Suppose I have two points $\vec p_1$ and $\vec p_2$. How can I calculate the equation for the logarithmic spiral that passes through $\vec p_1$ at an angle of $\theta_1$ and through $\vec p_2$ at an angle of $\theta_2$? Angles are measured relative to the x-axis and are between $0$ and $2\pi$. For shorthand, let $\Delta\theta=\theta_2-\theta_1$
Given a logarithmic spiral with a center at $\vec{s}=\langle s_x,\ s_y\rangle$, the equation for the spiral is
$$\vec f(\theta)=e^{b+m\theta}\langle\cos(\theta+\alpha),\ \sin(\theta+\alpha)\rangle+\vec s$$
I need to find $b,\ m,\ \alpha,\ s_x$ and $s_y $ such that $\vec f(0)=\vec p_1$, $\vec f(\Delta\theta)=\vec p_2$, and $\tan^{-1}(m,1)+\alpha=\theta_1$. (See here).
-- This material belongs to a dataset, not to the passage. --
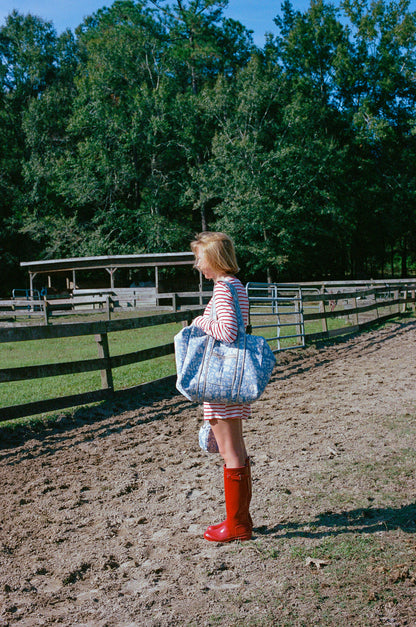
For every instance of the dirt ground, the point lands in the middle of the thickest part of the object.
(102, 514)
Written out these equations are:
$$s_x+e^{b}\cos(\alpha)=x_1$$ $$s_y+e^{b}\sin(\alpha)=y_1$$ $$s_x+e^{b+m\Delta\theta}\cos(\alpha+\Delta\theta)=x_2$$ $$s_y+e^{b+m\Delta\theta}\sin(\alpha+\Delta\theta)=y_2$$ $$\tan^{-1}(m,1)+\alpha=\theta_1$$
Which can be reduced to two equations because $m=\cot(\theta_1 - \alpha)$, $s_x=x_1-e^b \cos(\alpha)$, and $s_y=y_1-e^b \sin(\alpha)$. Based on this we end up with:
$$x_1-e^b \cos(\alpha)+e^{b+\cot(\theta_1 - \alpha)\Delta\theta}\cos(\alpha+\Delta\theta)=x_2$$ $$y_1-e^b \sin(\alpha)+e^{b+\cot(\theta_1 - \alpha)\Delta\theta}\sin(\alpha+\Delta\theta)=y_2$$
Which puts it in terms of just $b$ and $\alpha$, however these equations are still problematic to solve. Can anyone help with this?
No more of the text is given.